その鷹峰の迷いを見てとったのか、ロゼが先に口を開いた。
「私は、正弁護士になるまで今のギルドを抜けられませんので……」
「実務経験5年だっけか? あれって法律関連のギルドでないと計算に含まれないのか?」
鷹峰の問いにロゼは少し残念そうな表情を浮かべながら、頷いて答える。
「今、クレアツィオン連合内は弁護士不足ですから、条件を緩和するような法改正が検討されているそうです。しかし、今のところは法律関連ギルドか、国や教会の裁判関連部門での公務しか算入されません」
そうなると無理強いはできない。
「残念だが仕方ないな。ただ、法律アドバイスを今回みたいな形で依頼するのは大丈夫だよな? 可能であればロゼを指名してアドバイザー契約をしたいんだが」
ロゼは幾分表情を和らげて答えた。
「上司が納得する料金を提示してくれれば、喜んで協力します」
4人での話し合いを終えたロゼが、法律ギルドの事務室内に戻って自席に座ると、上司にあたるブルドド=フレグノッスが不機嫌な表情で、たるんだ頬を揺らしながら近寄ってきて言った。
「客とちんたら世間話している暇があるのか? 一段落ついた案件なんだからさっさと終わらせて違う仕事をしろ」
ブルドドはフレグノッス弁護士ギルドの創業オーナーの長男であり、ゆくゆくはこの弁護士ギルドを継ぐことになる男だ。そして、2代目お坊ちゃんにありがちな「周囲がチヤホヤした結果、傍若無人になる」の典型ケースと言える男でもある。
ただ、彼は正弁護士であり、今のロゼは歯向かえる立場ではない。ロゼはため息が出そうになるのをグッと堪えて立ち上がり、頭を下げた。
「はい。申し訳ありません」
ブルドドが嫌味なのは、ロゼが1月に教会推薦でこの弁護士ギルドに入った時から変わらない。ただ、鷹峰から個人指名で50万フェンの案件を受けた以降、余計に嫌味に拍車がかかったように感じる。

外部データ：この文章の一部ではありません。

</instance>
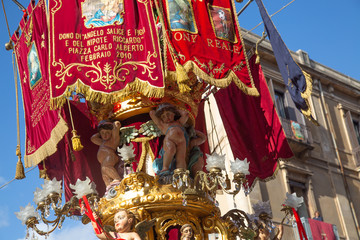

言葉少なめに謝られたのが余計に癪に障ったのか、ブルドドはロゼを指さして、さらに口撃した。
「お前、いくらストレートで試験に合格したからって調子に乗るなよ。俺はいつでもお前をクビにできるし、その覚悟もあるぞ」
またこれかとウンザリする。ロゼは14歳でアカデミーに入学して2年で卒業、16歳で弁護士試験に1発合格と、『飛び級制度を活用し、理論上の最速で試験合格』した才女である。対してブルドドはアカデミー卒業に4年を要し、『7回連続で試験に落ちて8回目でやっと合格』した男である。「8回目はきっと優秀な替え玉が受験したのだろう。創業者の父親が、若返りの薬でも飲んで受験したのではないか」などと、アテス弁護士業界では噂されている始末である。
要するに、ブルドドにとってはロゼという人物自体がコンプレックスを掻き立て、プライドを傷つけてしまう存在なのだ。
「いいか、たかが50万で働いたって顔するな。分かったか? あと、明日までにこの書類整理やっとけよ」
ブルドドはそう言って、『1685年6月法改正』と書かれたファイルと書類の束をロゼの机に放り投げ、自分の執務ブースに戻っていった。
ロゼは「月15万の客から先日出禁を食らったクセに、お前こそ偉そうにするな」と喧嘩を売りたくなったが、書類整理を済ませないと今日は帰れそうもないという現実に引き戻され、暗澹たる思いで椅子に座った。